The court shall, however, ascertain that it is impossible for the declarant to appear as a witness, or that it is unreasonable to require him to do so, and that the reliability of the statement is sufficiently guaranteed by the circumstances in which it is made.

The reliability of documents drawn up in the ordinary course of business of an enterprise, of documents entered in a register kept as required by law and of spontaneous and contemporaneous statements concerning the occurrence of facts is, in particular, presumed to be sufficiently guaranteed.

1991, c. 64, s. 2870.

2871.  

Previous statements by a person who appears as a witness, concerning facts to which he may legally testify, are admissible as testimony if their reliability is sufficiently guaranteed.

1991, c. 64, s. 2871.

2872.  

Statements thus made shall be proved by producing the writing.

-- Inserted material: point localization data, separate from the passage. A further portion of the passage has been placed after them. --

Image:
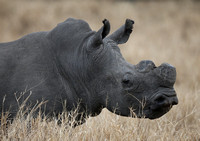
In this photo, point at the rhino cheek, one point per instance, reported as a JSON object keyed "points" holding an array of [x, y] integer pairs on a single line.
{"points": [[166, 74]]}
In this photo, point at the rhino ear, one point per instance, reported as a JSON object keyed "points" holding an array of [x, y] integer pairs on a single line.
{"points": [[98, 37], [122, 34]]}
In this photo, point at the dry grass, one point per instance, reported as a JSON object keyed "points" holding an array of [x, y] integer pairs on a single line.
{"points": [[164, 32]]}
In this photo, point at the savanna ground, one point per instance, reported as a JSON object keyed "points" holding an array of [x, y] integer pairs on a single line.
{"points": [[164, 31]]}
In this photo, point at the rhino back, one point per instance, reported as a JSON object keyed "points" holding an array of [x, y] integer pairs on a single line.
{"points": [[28, 65]]}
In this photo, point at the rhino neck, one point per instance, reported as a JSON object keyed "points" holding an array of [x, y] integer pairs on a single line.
{"points": [[71, 67]]}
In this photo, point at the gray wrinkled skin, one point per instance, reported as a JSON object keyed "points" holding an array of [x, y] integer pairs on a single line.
{"points": [[72, 63]]}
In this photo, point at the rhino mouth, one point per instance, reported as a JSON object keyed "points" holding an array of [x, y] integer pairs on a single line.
{"points": [[158, 112]]}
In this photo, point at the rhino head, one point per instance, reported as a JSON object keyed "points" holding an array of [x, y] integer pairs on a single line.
{"points": [[97, 73], [145, 89]]}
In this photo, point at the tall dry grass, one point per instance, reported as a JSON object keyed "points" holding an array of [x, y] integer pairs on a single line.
{"points": [[163, 32]]}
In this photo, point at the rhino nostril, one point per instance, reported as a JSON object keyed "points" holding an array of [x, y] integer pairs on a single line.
{"points": [[160, 99]]}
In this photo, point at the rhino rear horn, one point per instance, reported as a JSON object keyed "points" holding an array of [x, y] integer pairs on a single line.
{"points": [[98, 37], [122, 34]]}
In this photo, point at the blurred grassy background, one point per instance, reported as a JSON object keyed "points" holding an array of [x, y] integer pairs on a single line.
{"points": [[164, 31]]}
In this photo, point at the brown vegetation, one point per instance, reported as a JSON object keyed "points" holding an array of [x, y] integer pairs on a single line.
{"points": [[163, 32]]}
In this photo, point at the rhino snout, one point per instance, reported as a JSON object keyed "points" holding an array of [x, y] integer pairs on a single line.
{"points": [[166, 100]]}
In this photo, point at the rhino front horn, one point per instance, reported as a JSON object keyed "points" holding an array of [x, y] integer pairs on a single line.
{"points": [[167, 74]]}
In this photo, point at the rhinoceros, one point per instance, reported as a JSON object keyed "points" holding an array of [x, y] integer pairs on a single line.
{"points": [[75, 65]]}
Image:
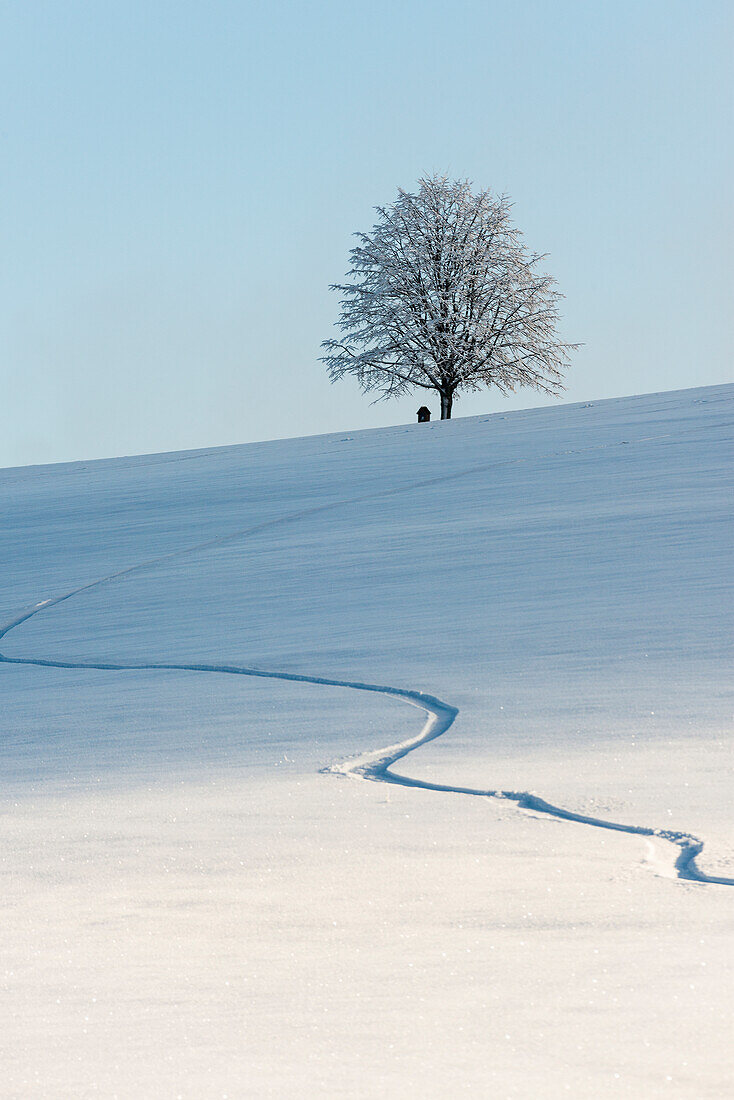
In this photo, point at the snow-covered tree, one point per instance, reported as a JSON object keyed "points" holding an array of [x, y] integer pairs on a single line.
{"points": [[444, 295]]}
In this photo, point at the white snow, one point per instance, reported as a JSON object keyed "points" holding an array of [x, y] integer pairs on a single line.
{"points": [[193, 906]]}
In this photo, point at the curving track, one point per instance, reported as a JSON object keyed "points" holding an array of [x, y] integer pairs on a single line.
{"points": [[373, 766]]}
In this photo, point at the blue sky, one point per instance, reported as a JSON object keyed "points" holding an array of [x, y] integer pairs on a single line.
{"points": [[182, 182]]}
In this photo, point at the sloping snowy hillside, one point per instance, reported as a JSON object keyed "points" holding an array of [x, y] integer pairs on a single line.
{"points": [[201, 894]]}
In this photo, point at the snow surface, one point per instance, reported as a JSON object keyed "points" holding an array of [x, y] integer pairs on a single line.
{"points": [[193, 906]]}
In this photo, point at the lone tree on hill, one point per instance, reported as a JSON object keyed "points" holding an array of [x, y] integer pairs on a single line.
{"points": [[445, 296]]}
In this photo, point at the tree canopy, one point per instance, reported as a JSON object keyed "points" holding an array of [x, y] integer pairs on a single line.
{"points": [[444, 295]]}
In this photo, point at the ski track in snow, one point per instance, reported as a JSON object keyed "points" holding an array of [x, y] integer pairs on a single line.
{"points": [[376, 766]]}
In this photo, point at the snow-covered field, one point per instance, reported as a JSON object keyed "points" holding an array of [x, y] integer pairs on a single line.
{"points": [[196, 902]]}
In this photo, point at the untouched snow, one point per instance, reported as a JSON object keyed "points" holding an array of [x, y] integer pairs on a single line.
{"points": [[195, 905]]}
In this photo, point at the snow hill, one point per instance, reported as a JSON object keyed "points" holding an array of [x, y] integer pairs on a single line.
{"points": [[516, 628]]}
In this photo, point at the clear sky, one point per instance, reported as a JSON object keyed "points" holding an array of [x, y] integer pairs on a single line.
{"points": [[182, 180]]}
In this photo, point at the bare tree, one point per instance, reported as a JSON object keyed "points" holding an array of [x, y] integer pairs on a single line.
{"points": [[444, 295]]}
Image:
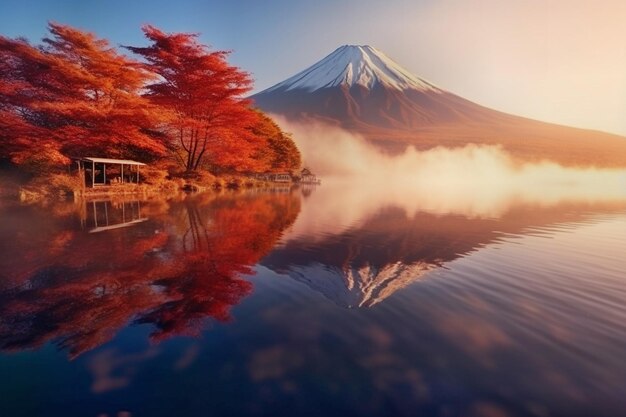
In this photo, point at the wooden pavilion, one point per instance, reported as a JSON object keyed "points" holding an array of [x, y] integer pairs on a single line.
{"points": [[308, 177], [107, 171]]}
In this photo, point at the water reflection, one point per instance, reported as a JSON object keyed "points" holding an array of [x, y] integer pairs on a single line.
{"points": [[183, 263], [107, 215], [365, 261], [518, 311]]}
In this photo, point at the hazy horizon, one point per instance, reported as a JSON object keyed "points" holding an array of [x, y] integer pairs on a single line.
{"points": [[565, 63]]}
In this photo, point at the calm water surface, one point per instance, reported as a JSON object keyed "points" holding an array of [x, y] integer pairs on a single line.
{"points": [[314, 302]]}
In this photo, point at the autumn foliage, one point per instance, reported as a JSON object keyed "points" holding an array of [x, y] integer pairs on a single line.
{"points": [[76, 95]]}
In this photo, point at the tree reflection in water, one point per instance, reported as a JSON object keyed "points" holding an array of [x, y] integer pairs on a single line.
{"points": [[185, 264]]}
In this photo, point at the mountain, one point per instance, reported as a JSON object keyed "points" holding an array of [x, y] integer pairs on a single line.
{"points": [[362, 90]]}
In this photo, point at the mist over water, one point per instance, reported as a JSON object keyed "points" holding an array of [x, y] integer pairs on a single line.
{"points": [[473, 181]]}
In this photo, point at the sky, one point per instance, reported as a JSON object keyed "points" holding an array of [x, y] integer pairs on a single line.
{"points": [[562, 61]]}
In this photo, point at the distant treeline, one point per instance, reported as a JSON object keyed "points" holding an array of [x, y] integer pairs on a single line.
{"points": [[173, 101]]}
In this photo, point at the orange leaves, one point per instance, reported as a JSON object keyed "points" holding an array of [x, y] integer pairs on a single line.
{"points": [[76, 91], [205, 93], [77, 95]]}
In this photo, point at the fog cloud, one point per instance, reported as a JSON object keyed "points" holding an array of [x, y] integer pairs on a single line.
{"points": [[474, 181]]}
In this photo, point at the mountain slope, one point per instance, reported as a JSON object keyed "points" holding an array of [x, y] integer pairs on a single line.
{"points": [[362, 90]]}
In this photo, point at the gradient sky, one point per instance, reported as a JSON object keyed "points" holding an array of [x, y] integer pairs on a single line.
{"points": [[562, 61]]}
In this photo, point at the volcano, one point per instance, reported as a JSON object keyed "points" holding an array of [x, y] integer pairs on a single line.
{"points": [[360, 89]]}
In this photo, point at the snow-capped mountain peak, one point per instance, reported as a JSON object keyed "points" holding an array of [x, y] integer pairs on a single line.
{"points": [[352, 65]]}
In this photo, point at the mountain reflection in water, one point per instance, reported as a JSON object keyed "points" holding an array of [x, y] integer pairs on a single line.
{"points": [[517, 308], [184, 263]]}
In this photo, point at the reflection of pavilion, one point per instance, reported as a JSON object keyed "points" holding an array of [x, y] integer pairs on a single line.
{"points": [[108, 215]]}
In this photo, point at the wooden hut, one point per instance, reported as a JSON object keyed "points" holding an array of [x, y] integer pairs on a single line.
{"points": [[308, 177], [107, 171]]}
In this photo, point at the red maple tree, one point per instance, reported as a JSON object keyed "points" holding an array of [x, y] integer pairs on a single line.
{"points": [[204, 93], [74, 95]]}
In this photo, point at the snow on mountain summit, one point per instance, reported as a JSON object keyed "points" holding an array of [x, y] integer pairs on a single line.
{"points": [[351, 65]]}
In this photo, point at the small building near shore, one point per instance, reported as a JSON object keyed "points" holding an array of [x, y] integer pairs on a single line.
{"points": [[308, 177], [107, 171]]}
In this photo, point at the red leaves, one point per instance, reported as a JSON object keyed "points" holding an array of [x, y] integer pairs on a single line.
{"points": [[77, 93], [205, 93]]}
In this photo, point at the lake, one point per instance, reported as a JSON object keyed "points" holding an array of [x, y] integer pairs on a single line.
{"points": [[331, 300]]}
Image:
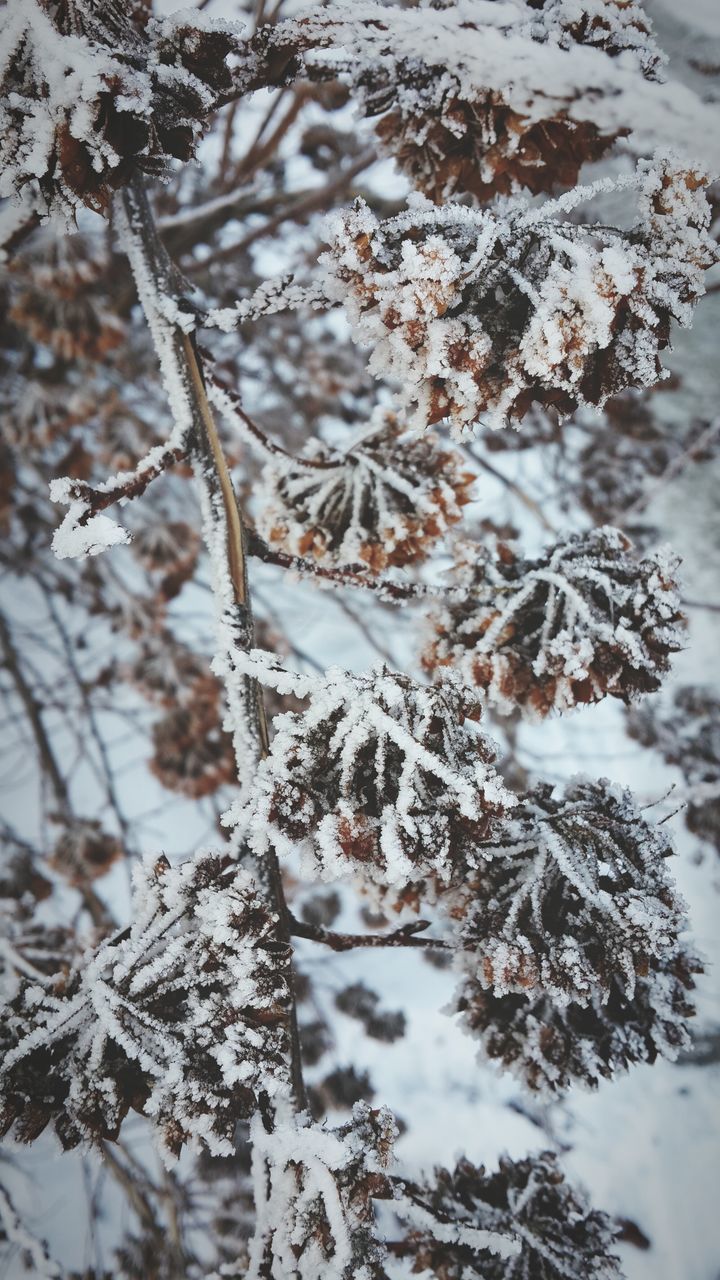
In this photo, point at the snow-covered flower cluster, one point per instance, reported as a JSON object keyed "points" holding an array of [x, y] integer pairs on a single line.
{"points": [[381, 777], [382, 502], [586, 620], [574, 895], [182, 1016], [577, 968], [92, 91], [456, 127], [555, 1232], [314, 1193], [551, 1046], [687, 734], [478, 314]]}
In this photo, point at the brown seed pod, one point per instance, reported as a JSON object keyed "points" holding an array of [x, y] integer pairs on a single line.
{"points": [[121, 91], [182, 1016], [574, 899], [550, 1047], [586, 620], [383, 502], [479, 314], [452, 133], [522, 1221], [192, 752], [381, 777]]}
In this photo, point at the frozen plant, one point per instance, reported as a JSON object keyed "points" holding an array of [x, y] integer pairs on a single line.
{"points": [[587, 620], [153, 357]]}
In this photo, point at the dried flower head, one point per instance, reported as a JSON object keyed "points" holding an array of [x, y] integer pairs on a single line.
{"points": [[381, 777], [94, 90], [550, 1046], [455, 127], [383, 502], [58, 310], [586, 620], [85, 851], [482, 312], [687, 734], [574, 897], [527, 1203], [315, 1189], [182, 1016]]}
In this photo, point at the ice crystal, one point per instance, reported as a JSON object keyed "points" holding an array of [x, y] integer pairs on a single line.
{"points": [[574, 897], [381, 777], [92, 91], [181, 1016], [559, 1235], [479, 314], [314, 1197]]}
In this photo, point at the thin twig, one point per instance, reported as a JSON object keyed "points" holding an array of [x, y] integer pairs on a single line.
{"points": [[402, 937]]}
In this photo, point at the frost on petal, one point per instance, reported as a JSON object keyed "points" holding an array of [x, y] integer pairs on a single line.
{"points": [[92, 91], [574, 899], [182, 1016], [465, 124], [383, 778], [382, 502], [465, 1215], [314, 1192], [586, 620], [479, 314]]}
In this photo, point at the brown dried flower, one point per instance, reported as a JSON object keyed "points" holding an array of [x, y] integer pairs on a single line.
{"points": [[383, 502], [481, 312], [381, 777], [182, 1016]]}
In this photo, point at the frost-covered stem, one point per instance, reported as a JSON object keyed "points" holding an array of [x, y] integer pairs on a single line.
{"points": [[402, 937], [228, 402], [350, 575], [159, 289]]}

No other statement may be proved except by the testimony of the declarant or of the persons having had personal knowledge of it, unless otherwise provided in articles 2873 and 2874.

1991, c. 64, s. 2872.

2873.  

A statement recorded in writing by a person other than the declarant may be proved by producing the writing if the declarant has acknowledged that the writing faithfully reproduces his statement.

The same rule applies where the writing was drawn up at the request of the declarant or by a person acting in the performance of his duties, if there is reason to presume, having regard to the circumstances, that the writing accurately reproduces the statement.

1991, c. 64, s. 2873.

2874.  

A statement recorded on magnetic tape or by any other reliable recording technique may be proved by such means, provided its authenticity is separately proved. However, where the recording is a technology-based document within the meaning of the Act to establish a legal framework for information technology, authenticity need only be established in cases to which the third paragraph of section 5 of that Act applies.

1991, c. 64, s. 2874; 2001, c. 32, s. 81.